RNH Academic Director, Professor Hannes H. Gissurarson, gave a talk about classical liberalism or libertarianism at a leadership course of the European Students for Liberty, for students in grammar schools, senior high schools and colleges, Saturday 13 January 2018 in Kopavogur. The course was organised by Sigurvin Jarl Ármannsson and Magnús Örn Gunnarsson and the other speakers were public relations expert Gisli F. Valdorsson and independent investor Gunnlaugur Jonsson. Gissurarson said that there was no one liberalism: each liberal followed his own liberalism. In some ways however liberalism was simply derived from common sense, expressed in popular sayings like that of the Icelandic farmer Einar from Thvera who had observed in early 11th Century that there was a difference between kings, some being good and others bad, and that therefore it was most prudent to do without kings. Gissurarson also recalled the famous words by whaler Loftur Bjarnason: “I can sleep at night, although others do well.”

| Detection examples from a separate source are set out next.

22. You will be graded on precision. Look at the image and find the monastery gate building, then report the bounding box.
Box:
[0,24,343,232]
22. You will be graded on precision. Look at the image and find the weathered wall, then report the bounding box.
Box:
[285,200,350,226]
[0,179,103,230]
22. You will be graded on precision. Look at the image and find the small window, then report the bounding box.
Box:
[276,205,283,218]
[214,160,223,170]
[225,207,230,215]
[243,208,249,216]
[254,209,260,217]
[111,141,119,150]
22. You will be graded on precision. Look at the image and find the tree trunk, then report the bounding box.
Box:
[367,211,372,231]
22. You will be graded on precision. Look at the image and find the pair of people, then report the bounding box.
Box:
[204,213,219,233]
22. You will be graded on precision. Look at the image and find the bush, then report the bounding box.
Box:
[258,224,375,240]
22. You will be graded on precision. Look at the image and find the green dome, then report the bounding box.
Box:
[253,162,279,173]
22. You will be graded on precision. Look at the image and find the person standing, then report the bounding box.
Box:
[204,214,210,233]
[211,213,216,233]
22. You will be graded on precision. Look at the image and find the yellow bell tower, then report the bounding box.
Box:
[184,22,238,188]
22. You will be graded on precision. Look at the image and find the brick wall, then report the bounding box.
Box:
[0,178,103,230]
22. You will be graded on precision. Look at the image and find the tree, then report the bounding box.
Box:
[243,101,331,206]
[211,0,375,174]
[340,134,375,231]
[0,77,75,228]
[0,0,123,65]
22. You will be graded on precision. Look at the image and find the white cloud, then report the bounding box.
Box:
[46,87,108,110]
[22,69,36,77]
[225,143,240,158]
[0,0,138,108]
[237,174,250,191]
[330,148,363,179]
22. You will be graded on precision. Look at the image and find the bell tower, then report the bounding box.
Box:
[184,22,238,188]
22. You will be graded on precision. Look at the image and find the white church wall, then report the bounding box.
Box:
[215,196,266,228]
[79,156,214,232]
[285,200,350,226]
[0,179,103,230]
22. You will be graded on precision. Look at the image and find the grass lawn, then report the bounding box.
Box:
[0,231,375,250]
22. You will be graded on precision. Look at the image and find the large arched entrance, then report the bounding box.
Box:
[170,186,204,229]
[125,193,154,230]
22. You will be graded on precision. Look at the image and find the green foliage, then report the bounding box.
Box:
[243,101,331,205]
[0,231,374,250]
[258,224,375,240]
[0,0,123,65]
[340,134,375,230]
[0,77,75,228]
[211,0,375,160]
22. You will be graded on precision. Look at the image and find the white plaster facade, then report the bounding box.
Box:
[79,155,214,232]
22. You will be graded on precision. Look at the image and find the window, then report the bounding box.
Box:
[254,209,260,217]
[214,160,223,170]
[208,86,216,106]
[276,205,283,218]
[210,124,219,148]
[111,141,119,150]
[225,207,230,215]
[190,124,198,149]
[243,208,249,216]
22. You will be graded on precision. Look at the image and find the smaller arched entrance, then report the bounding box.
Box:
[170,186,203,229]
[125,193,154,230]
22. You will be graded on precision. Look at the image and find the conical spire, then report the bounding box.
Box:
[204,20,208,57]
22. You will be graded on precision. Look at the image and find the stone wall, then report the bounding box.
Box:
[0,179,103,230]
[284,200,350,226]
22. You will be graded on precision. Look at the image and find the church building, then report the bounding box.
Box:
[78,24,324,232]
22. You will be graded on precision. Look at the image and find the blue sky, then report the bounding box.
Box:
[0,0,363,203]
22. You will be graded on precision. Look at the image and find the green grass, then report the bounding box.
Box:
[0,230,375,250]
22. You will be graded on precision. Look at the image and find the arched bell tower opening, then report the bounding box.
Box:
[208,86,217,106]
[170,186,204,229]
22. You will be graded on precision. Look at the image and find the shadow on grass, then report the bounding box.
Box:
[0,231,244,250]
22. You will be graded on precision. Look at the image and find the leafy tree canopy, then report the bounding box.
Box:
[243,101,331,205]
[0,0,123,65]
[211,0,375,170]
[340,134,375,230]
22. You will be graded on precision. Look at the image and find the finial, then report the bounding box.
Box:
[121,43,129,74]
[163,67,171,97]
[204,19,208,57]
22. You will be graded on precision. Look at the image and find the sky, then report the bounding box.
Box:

Gissurarson added that the two historical pillars of classical liberalism were the call by John Locke for constraints on government and the analysis by Adam Smith of a spontaneous order. Modern liberalism was supported by five schools of thought. The Austrian economists, Hayek and Mises, pointed out that the dispersal of knowledge required the dispersal of power and that competition was a discovery process. The Chicago economists, Friedman, Stigler, Becker and Coase, taught that pricing was often superior to taxing. The Virginia economists, Buchanan and Tullock, revived the old working hypothesis that individuals were mostly concerned with their own interests, in politics as well as in business. Fourthly, liberalism was supported by philosophers such as Karl R. Popper who expounded ‘negative utilitarianism’ which consisted in minimising social evils (of which men had clear ideas) instead of maximising happiness (an elusive concept) and Robert Nozick who argued for a minimal state and income distribution by choice. Fifthly, best-selling author Ayn Rand expressed radical individualism in her novels, three of which had been published in Icelandic, Atlas Shrugged, The Fountainhead and We the Living.
Gissurarson’s talk at the course in Kopavogur formed a part of the joint project by RNH and ACRE, the Alliance of Conservatives and Reformists in Europe, on “Europe, Iceland and the Future of Capitalism.’